2000:                        
Operating revenues   $ 54,030   $ 57,428   $ 86,223   $ 62,322
Operating income     8,033     9,314     19,672     8,853
Net income     2,371     3,583     14,332     3,330
Net income applicable to common stock     2,371     3,583     14,332     3,330
Basic and diluted earnings per average share of common stock   $ .14   $ .21   $ .82   $ .19

        The sum of the quarterly earnings per average share of common stock may not equal the earnings per average share of common stock as computed on an annual basis due to rounding.

13.  Derivative Financial Instruments

        On January 1, 2001, the Company adopted the provisions of Statement of Financial Accounting Standards No. 133, "Accounting for Derivative Instruments and Hedging Activities" (SFAS 133) and Statement of Financial Accounting Standards No. 138, "Accounting for Certain Derivative Instruments and Certain Hedging Activities An Amendment of SFAS 133" (SFAS 138). SFAS 133, as amended, requires recognition of all derivatives as either assets or liabilities on the balance sheet measured at fair value. Adoption of these accounting rules in January 2001 had no immediate impact on the Company. However, during the second quarter of 2001, the Company began utilizing derivatives to manage its gas commodity market risk and to help manage its exposure resulting from purchasing most of its natural gas on the volatile spot market.

        A derivative is a contract whose value is dependent on, or derived from, the value of some underlying asset. By using derivative financial instruments, the Company is exposed to credit risk and market risk. Credit risk is the risk that the counterparty might fail to fulfill its performance obligations under contractual terms. At December 31, 2001 the Company had minimal exposure to credit risk from counterparties. Market risk is the exposure to a change in the value of commodities caused by fluctuations in market variables, such as price.

        As of December 31, 2001, the Company has recorded liabilities of approximately $2,500,000 equal to the fair value of derivative financial instruments held as of that date in Current Liabilities on the balance sheet. As of December 31, 2001, the Company had seven swap contracts and two collar contracts in place that were all designated as cash-flow hedging instruments. An approximately $1,581,000 net of tax, unrealized loss representing the fair market value of these contracts is recognized as Accumulated Other Comprehensive Loss in the capitalization section of the balance sheet. The tax effect of $969,310 on this loss is included in deferred taxes.
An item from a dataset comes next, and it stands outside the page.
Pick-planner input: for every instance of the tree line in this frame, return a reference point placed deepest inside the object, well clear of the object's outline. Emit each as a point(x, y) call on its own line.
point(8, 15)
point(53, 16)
This amount will be adjusted cumulatively on a monthly basis until the determination periods, beginning January 1, 2002 and ending November 30, 2004. At the end of each determination period, which is the last day of each calendar month in the period, any realized gain or loss for that period related to the contract will be reclassified to fuel expense.

        As of December 31, 2001, $417,360 of realized losses relating to settled hedging contracts has been recognized within other income and deductions in the accompanying statement of income.

51



        The Company has also entered into fixed-price forward contracts for the purchase of natural gas, coal and purchased power. These contracts are not subject to the reporting requirements of SFAS 133 because they are considered to be normal purchases and normal sales.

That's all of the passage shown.